Hi,
On 2/28/24 23:49, Vincent Lefevre wrote:
# aptitude install apt
The following packages will be upgraded:
apt{b} apt-doc
2 packages upgraded, 0 newly installed, 0 to remove and 180 not upgraded.
Need to get 1622 kB of archives. After unpacking 0 B will be used.
The following packages have unmet dependencies:
apt : Depends: libapt-pkg6.0t64 (>= 2.7.12+nmu1) but it is not going to be
installed
apt-utils : Depends: apt (= 2.7.12) but 2.7.12+nmu1 is to be installed
The following actions will resolve these dependencies:
Keep the following packages at their current version:
1) apt [2.7.12 (now, testing)]
That is a valid possible resolution. Presumably, if you reject this
resolution, it will instead propose to upgrade apt-utils, install
libapt-pkg6.0t64 and remove libapt-pkg6.0.
Since that is a larger change, the conservative proposal comes first.

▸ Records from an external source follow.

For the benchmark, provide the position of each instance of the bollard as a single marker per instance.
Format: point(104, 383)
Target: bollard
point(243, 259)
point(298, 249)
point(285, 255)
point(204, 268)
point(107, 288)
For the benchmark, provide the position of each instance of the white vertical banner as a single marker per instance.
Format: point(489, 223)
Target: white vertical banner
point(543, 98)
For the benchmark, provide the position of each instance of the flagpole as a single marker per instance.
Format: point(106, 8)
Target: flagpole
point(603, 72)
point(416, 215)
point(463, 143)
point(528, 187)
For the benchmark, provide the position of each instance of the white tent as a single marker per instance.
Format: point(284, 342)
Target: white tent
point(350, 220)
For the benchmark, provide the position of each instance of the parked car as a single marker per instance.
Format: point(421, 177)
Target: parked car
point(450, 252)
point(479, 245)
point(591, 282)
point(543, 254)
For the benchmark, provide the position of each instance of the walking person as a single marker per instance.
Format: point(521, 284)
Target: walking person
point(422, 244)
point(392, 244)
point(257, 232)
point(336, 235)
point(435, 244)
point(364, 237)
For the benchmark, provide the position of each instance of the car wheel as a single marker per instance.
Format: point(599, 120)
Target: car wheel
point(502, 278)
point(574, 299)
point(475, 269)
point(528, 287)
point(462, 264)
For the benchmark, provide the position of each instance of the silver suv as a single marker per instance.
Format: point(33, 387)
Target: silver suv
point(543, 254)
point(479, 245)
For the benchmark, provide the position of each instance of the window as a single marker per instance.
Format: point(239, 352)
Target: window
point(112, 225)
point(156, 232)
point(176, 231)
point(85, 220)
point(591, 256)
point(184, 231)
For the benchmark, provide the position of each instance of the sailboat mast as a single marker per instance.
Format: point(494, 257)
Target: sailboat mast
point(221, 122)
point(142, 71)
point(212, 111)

apt-utils has a versioned dependency on apt, which means upgrading apt
alone (which you requested) breaks another "unrelated" package. There
has been some debate that resolvers should favour upgrading all binaries
that are built from the same source together, but that has not been
implemented yet, and it is unclear if that would have changed anything here.

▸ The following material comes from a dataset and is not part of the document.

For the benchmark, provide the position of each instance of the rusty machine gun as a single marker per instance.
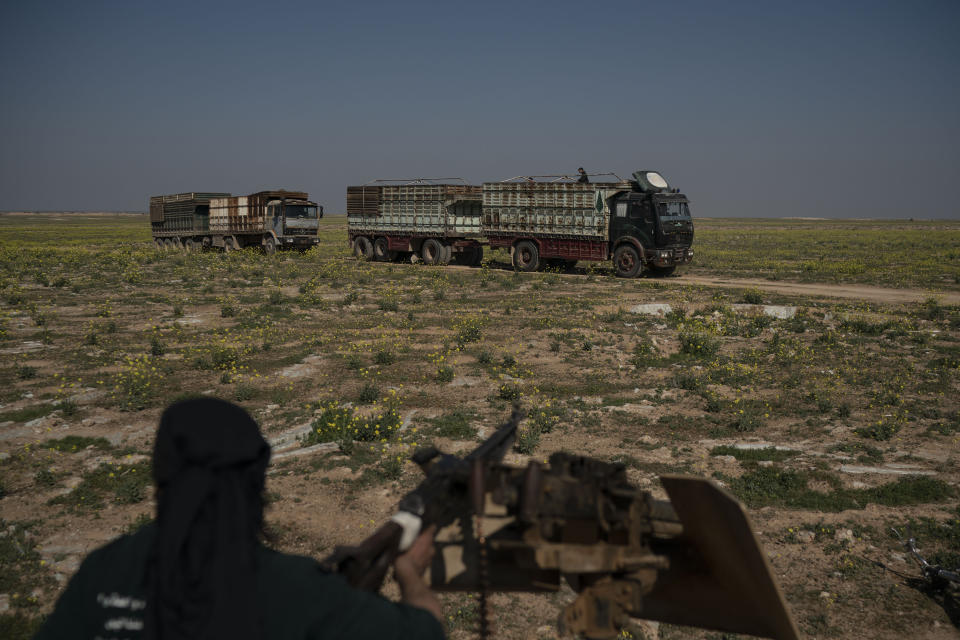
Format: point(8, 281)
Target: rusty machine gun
point(692, 560)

So, I suppose that this is also the case for aptitude: if aptitude
cannot upgrade just because of a rename, then this is a problem in
the involved packages.
Note that you haven't requested an "upgrade" (which would likely have
worked, because it would have switched both apt and apt-utils to the new
version, and the remaining involved packages were automatically
installed as dependencies of the packages being upgraded).